Make every effort to present yourself approved to God, an unashamed workman who accurately handles the word of truth.
16 Doch stel u tegen de goddelooze ijdele klapperijen, want zij zullen meer en meer: toenemen in goddeloosheid,
But avoid irreverent, empty chatter, which will only lead to more ungodliness,
17 en hun woord zal voort eten als een kanker; van dezen zijn Hymeneüs en Filetus,
and the talk of such men will spread like gangrene. Among them are Hymenaeus and Philetus,
18 die van de waarheid zijn afgevallen, zeggende dat de verrijzenis al geschied is en die het geloof van sommigen ondermijnen.
who have deviated from the truth. They say that the resurrection has already occurred, and they undermine the faith of some.
19 Toch staat het vaste fundament Gods, dat dit zegel heeft de Heere kent degenen die van Hem zijn; en ook dit dat hij afstand doe van onrechtvaardigheid, al wie den Naam des Heeren belijdt.

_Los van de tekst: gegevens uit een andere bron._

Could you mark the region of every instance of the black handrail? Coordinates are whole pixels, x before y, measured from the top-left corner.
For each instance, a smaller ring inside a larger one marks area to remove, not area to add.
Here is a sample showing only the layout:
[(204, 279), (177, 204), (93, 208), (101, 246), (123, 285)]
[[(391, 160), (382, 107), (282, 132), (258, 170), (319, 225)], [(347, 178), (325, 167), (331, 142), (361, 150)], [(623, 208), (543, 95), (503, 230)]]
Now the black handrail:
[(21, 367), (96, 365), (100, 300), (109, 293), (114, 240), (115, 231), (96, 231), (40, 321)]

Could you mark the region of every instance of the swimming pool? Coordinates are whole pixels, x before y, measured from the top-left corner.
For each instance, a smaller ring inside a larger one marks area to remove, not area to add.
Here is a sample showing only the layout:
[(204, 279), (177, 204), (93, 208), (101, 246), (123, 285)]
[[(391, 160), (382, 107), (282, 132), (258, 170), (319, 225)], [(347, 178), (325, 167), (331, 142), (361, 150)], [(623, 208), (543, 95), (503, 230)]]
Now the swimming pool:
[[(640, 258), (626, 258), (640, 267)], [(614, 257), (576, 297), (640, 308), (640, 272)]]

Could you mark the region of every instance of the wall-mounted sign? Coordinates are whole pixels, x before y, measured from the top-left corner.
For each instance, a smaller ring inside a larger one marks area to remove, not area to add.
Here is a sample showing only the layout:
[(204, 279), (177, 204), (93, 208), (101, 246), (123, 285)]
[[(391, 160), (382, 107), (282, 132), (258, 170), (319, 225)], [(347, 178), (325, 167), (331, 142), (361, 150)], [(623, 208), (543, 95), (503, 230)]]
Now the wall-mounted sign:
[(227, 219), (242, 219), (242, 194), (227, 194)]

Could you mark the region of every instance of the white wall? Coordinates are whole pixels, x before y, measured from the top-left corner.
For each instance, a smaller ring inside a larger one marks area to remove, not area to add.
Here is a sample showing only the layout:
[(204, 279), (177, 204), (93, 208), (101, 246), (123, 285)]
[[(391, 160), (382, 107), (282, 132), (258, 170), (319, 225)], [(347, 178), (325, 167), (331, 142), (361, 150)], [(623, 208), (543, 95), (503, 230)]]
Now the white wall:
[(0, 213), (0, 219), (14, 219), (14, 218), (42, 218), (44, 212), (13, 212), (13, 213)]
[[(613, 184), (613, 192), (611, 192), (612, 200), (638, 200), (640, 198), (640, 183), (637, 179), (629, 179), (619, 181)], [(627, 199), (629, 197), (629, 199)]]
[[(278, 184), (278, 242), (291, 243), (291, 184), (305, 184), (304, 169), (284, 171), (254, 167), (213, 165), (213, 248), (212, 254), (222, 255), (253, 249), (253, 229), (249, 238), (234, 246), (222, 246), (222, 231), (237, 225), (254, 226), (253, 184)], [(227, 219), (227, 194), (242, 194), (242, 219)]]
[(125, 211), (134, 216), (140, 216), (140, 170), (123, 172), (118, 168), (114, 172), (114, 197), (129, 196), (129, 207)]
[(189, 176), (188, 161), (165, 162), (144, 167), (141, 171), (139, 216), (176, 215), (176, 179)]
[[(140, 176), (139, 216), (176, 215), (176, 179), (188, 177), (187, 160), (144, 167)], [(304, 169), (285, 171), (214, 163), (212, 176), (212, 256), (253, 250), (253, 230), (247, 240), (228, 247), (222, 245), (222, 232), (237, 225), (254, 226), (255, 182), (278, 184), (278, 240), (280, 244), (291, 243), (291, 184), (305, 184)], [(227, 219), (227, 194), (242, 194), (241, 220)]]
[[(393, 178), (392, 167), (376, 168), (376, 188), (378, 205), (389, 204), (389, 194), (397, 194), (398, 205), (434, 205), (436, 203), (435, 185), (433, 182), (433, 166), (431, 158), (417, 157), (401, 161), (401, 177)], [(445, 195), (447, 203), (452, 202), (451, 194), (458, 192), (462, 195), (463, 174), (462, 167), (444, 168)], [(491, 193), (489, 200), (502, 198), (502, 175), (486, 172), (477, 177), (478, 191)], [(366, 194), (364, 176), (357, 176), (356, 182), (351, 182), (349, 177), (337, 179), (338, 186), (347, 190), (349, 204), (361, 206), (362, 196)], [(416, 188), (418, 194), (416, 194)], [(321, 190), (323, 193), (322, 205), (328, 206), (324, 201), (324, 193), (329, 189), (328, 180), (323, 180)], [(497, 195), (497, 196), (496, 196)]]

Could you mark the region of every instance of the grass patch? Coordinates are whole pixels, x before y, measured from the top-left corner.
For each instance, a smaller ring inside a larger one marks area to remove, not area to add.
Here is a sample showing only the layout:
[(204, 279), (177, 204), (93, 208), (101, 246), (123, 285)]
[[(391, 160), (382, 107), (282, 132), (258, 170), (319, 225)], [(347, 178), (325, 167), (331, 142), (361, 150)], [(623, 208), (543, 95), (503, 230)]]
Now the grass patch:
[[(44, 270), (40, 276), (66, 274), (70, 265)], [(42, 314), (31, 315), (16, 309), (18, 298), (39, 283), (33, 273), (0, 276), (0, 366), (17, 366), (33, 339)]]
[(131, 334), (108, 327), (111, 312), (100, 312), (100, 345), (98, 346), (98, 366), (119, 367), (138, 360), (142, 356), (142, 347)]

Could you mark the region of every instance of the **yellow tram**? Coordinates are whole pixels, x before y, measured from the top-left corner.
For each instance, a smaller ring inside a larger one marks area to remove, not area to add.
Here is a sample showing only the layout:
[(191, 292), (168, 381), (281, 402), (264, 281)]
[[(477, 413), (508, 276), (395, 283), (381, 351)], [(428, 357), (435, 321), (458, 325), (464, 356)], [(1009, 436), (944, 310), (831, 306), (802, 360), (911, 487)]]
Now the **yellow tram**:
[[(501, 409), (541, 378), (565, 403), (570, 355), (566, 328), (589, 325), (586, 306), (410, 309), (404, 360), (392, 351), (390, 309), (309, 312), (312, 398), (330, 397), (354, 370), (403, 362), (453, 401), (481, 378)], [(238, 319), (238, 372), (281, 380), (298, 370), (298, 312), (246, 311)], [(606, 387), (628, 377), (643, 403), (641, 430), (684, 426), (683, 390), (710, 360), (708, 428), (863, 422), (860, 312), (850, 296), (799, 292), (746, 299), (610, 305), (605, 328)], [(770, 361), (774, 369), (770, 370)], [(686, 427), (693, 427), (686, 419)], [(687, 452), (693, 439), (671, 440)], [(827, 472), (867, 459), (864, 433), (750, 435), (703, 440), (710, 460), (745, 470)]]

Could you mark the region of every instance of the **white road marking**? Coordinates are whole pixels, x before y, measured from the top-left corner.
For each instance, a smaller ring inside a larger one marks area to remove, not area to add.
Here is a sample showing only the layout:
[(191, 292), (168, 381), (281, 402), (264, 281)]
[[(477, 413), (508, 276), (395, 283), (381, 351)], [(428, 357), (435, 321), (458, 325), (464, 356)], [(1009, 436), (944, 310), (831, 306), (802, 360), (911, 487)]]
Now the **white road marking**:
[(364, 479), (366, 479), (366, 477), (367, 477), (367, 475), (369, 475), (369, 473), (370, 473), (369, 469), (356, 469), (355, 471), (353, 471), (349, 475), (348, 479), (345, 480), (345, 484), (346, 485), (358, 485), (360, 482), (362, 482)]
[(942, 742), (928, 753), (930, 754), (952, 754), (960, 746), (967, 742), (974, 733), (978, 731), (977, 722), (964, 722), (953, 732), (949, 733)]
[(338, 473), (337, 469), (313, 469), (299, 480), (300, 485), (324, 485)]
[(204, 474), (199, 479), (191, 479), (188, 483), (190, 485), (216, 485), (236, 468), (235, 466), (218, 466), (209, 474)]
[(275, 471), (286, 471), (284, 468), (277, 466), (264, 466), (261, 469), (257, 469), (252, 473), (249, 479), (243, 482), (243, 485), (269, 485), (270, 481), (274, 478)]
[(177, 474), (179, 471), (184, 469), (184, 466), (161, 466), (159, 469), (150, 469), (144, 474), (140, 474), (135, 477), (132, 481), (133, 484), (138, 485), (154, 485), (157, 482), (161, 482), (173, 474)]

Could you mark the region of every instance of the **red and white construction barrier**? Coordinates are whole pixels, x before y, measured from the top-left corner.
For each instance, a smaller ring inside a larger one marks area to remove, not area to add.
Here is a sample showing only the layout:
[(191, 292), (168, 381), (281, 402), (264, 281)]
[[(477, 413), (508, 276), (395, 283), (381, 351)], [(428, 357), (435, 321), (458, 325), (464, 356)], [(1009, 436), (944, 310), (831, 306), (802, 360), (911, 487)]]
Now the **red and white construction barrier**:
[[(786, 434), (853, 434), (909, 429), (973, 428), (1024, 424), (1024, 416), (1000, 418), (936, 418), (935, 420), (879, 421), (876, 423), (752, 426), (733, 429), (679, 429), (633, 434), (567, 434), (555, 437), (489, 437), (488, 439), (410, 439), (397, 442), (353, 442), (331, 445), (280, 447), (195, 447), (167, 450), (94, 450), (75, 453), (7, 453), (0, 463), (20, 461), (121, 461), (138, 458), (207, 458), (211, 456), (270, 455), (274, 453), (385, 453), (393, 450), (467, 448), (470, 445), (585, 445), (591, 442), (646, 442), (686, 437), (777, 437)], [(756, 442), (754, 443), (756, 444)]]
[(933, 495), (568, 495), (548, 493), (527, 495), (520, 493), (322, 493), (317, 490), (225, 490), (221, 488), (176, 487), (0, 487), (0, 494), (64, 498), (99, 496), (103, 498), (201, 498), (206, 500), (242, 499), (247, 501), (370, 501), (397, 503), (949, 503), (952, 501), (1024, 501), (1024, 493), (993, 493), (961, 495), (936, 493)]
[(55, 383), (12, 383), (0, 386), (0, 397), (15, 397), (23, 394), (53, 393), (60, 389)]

Nevertheless, God’s firm foundation stands, bearing this seal: “The Lord knows those who are His,” and, “Everyone who calls on the name of the Lord must turn away from iniquity.”
20 Doch in een groot huis zijn niet alleen vaten van goud en van zilver, maar ook van hout en van aarde, en sommigen zijn tot versiering maar anderen tot ontsiering.
A large house contains not only vessels of gold and silver, but also of wood and clay. Some indeed are for honorable use, but others are for common use.
21 Als dan iemand zich zelven van die dingen gezuiverd heeft dan zal hij zijn een vat tot versiering, geheiligd, dienstig voor den meester, tot alle goed werk geschikt.
So if anyone cleanses himself of what is unfit, he will be a vessel for honor: sanctified, useful to the Master, and prepared for every good work.
22 Maar vlied de lusten der jonkheid, en tracht naar rechtvaardigheid, vertrouwen, liefde, vrede met degenen die den Heer aanroepen uit een zuiver hart.
Flee from youthful passions and pursue righteousness, faith, love, and peace, together with those who call on the Lord out of a pure heart.
23 Maar dwaze en onleerzame vraagstukken moet gij verwerpen, wetende dat zij twistingen voortbrengen.
But reject foolish and ignorant speculation, for you know that it breeds quarreling.
24 Doch een dienstknecht des Heeren moet niet twisten maar vriendelijk zijn jegens allen, bekwaam om te onderwijzen, verdraagzaam,
And a servant of the Lord must not be quarrelsome, but must be kind to everyone, able to teach, and forbearing.
25 in zachtmoedigheid onderwijzende degenen die tegenstaan, of wellicht God hun te eenigertijd boetvaardigheid mocht geven tot kennis der waarheid,
He must gently reprove those who oppose him, in the hope that God may grant them repentance leading to a knowledge of the truth.
26 en zij wederom wakker mochten worden uit den strik des duivels, onder wien zij gevangen waren tot zijn wil.
Then they will come to their senses and escape the snare of the devil, who has taken them captive to his will.